What we found: The Verge demonstrated that live video streams from Eufy cameras could be accessed using VLC media player without any authentication or encryption — a direct Eufy PR spokesperson had claimed this was "not possible." Bitdefender found the RTSP server (CVE-2021-3555) had pre-authentication vulnerabilities. The USENIX WOOT 24 paper confirmed design flaws in the P2P relay protocol with insufficient access controls.
What they claim: Eufy privacy policy claims data is "protected with AES-256 encryption" and uses "industry-standard protocols." The product is marketed as a security device to protect homes.
What we found: CVE-2022-21806 (CVSS 10.0) — a use-after-free vulnerability in Eufy Homebase 2 allows remote code execution via network packets, giving an attacker full control of the hub and all connected cameras. CVE-2022-25989 allows authentication bypass via crafted DHCP packets. CVE-2022-26073 enables denial of service that disables all connected cameras. A device sold to protect your home had maximum-severity vulnerabilities in its security hub.
What they claim: Eufy claims data is encrypted and securely stored. Privacy policy states only the user has access to their data.
What we found: Bitdefender discovered partial access to the AWS S3 bucket used by Eufy to store media and crash log data. An endpoint signs requests for arbitrary paths in the bucket, potentially exposing serial numbers, user IDs, and stored video data from any Eufy user. This means a single vulnerability could expose video data from the entire Eufy user base — not just one camera.
What they claim: Eufy privacy policy claims industry-standard encryption and security measures to protect user data.
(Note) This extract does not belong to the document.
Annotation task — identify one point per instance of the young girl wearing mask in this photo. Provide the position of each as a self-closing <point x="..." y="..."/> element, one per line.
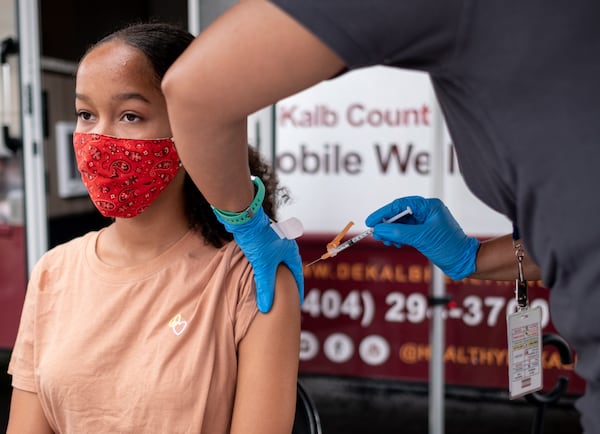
<point x="150" y="324"/>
What we found: The New York Attorney General's investigation confirmed that Eufy video streams were not always encrypted with end-to-end encryption and that active video streams could be accessed by anyone with the relevant URL without authentication. Three companies distributing Eufy cameras paid 50,000 in settlement. The investigation was triggered by the November 2022 Paul Moore disclosure — meaning the privacy violations were systemic, not isolated.
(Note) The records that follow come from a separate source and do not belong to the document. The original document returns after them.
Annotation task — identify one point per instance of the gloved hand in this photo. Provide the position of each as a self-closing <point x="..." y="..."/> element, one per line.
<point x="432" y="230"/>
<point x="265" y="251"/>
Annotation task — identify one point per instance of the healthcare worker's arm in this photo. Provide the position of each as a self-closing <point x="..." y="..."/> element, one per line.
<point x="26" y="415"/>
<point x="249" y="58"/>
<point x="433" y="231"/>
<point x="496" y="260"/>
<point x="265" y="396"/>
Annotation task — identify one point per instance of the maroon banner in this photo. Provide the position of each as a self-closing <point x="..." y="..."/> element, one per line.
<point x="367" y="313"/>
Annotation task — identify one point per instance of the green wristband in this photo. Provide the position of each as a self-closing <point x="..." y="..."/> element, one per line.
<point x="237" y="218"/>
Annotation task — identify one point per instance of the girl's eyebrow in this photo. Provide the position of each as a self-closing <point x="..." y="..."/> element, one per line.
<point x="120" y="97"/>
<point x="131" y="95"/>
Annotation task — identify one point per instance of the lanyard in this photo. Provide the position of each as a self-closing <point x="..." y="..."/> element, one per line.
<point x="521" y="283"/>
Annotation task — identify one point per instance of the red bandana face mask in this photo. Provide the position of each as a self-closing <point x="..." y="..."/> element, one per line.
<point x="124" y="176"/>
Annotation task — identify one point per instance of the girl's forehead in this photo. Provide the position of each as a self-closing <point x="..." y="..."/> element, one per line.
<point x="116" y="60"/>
What they claim: Eufy markets the Indoor Cam 2K as working with "no cloud required" and "local storage only." The privacy policy states local data is "not uploaded to the cloud."
What we found: The camera communicates with 7+ cloud endpoints (mysecurity.eufylife.com, security-api.eufylife.com, p2p-stun.eufylife.com, etc.) hosted on AWS infrastructure. Community testing confirmed the camera stops working entirely when internet access is blocked — even for local features like viewing the live feed on the same network. The camera requires constant cloud connectivity despite being marketed as a local-only device.